The Washington Post recently reported that school districts were in "crisis" mode as teachers left the classroom for a myriad of reasons; from the difficulties of teaching through COVID to feeling unsafe due to school shootings to unsupportive administration and parents, teachers have been quitting in droves.

As The Washington Post stated, "It is hard to know exactly how many U.S. classrooms are short of teachers for the 2022-2023 school year; no national database precisely tracks the issue. But state- and district-level reports have emerged across the country detailing staffing gaps that stretch from the hundreds to the thousands — and remain wide open as summer winds rapidly to a close."

Just how bad is it? In Illinois, "88 percent of school districts statewide" were having trouble staffing classrooms. Teachers are so scarce across the nation that completely unqualified people such as veterans with no teaching background, college students, or janitorial staff have been subbing in the classroom. Other districts are "four-day weeks this fall due to lack of staff," wrote The Post.

Obviously this is less than ideal.

We are fighting an uphill battle to get our kids ready for college and beyond already, adding post-COVID difficulties to a teacher shortage is exponentially compounding the issue.

So what can you do?

As a parent, it's important to make sure you and your kid are pulling your weight; teachers are not the end-all-be-all and we know how overtaxed they are.

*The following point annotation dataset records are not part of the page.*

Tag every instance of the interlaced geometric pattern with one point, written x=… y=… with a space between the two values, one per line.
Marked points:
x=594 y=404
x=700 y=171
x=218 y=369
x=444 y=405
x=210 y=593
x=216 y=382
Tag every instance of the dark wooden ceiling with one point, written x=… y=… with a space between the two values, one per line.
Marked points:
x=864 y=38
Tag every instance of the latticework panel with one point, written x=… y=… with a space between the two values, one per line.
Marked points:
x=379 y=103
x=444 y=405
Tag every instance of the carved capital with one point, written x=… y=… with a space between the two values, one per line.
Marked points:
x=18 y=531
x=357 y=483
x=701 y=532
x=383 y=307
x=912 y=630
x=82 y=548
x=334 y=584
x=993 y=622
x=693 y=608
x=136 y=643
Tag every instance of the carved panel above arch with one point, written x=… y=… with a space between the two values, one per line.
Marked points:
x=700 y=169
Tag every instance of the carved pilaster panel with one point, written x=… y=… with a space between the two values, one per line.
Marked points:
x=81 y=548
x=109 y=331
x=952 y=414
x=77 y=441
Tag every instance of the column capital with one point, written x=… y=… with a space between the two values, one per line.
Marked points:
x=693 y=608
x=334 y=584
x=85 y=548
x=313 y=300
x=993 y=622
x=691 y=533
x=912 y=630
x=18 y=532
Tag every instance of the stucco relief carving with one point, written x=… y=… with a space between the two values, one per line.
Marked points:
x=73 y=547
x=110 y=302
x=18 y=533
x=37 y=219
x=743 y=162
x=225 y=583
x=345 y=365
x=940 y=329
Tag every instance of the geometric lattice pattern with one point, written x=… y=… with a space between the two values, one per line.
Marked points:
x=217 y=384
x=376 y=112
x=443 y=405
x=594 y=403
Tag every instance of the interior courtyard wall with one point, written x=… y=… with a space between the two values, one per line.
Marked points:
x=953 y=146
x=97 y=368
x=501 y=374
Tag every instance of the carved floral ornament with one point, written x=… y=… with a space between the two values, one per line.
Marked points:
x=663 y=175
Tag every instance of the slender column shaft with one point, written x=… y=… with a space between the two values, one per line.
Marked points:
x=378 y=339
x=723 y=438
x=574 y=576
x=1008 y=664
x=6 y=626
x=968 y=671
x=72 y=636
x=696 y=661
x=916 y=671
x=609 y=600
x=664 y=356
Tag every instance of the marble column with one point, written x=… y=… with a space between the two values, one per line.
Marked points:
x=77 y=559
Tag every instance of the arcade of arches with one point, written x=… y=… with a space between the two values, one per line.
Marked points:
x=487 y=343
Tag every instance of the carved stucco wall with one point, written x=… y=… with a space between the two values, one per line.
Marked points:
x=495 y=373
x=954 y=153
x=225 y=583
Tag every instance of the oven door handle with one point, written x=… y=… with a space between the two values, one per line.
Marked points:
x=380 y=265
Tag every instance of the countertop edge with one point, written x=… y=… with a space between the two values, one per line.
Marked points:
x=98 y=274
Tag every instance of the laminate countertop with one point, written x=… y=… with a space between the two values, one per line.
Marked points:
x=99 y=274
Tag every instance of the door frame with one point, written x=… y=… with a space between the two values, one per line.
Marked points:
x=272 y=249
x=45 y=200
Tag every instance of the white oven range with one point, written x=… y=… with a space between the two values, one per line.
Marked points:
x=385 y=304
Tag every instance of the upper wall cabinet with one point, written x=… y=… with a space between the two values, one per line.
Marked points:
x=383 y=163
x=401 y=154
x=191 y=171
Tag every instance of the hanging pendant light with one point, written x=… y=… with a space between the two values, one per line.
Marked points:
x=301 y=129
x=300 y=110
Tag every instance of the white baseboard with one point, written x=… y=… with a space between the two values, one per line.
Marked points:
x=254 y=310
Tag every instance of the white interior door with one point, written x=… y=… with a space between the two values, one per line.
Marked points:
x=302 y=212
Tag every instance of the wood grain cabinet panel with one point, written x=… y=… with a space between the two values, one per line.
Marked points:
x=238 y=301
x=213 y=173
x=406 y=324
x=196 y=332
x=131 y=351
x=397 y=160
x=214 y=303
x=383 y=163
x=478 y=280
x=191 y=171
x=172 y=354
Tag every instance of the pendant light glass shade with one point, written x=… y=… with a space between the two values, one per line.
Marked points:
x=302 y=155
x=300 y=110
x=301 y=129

If you notice your child struggling, YOU are the first stop! Can you implement a stronger bedtime routine or study schedule? Consequences or rewards?

If that doesn't work for your student, it may be time to hire a tutor. Maybe your child is advanced and isn't getting the one-on-one attention he or she needs in class; a tutor can help provide supplemental enrichment programs. Or maybe your child is sliding behind and could benefit from more focused attention; a private tutor provides exactly that.

It's important that we arm our kids with the most we can give them. That does mean stronger benefits, pay, and appreciation for teachers, but until that systemic change comes, you can give your child the benefit of individual attention either at home or via a private tutor.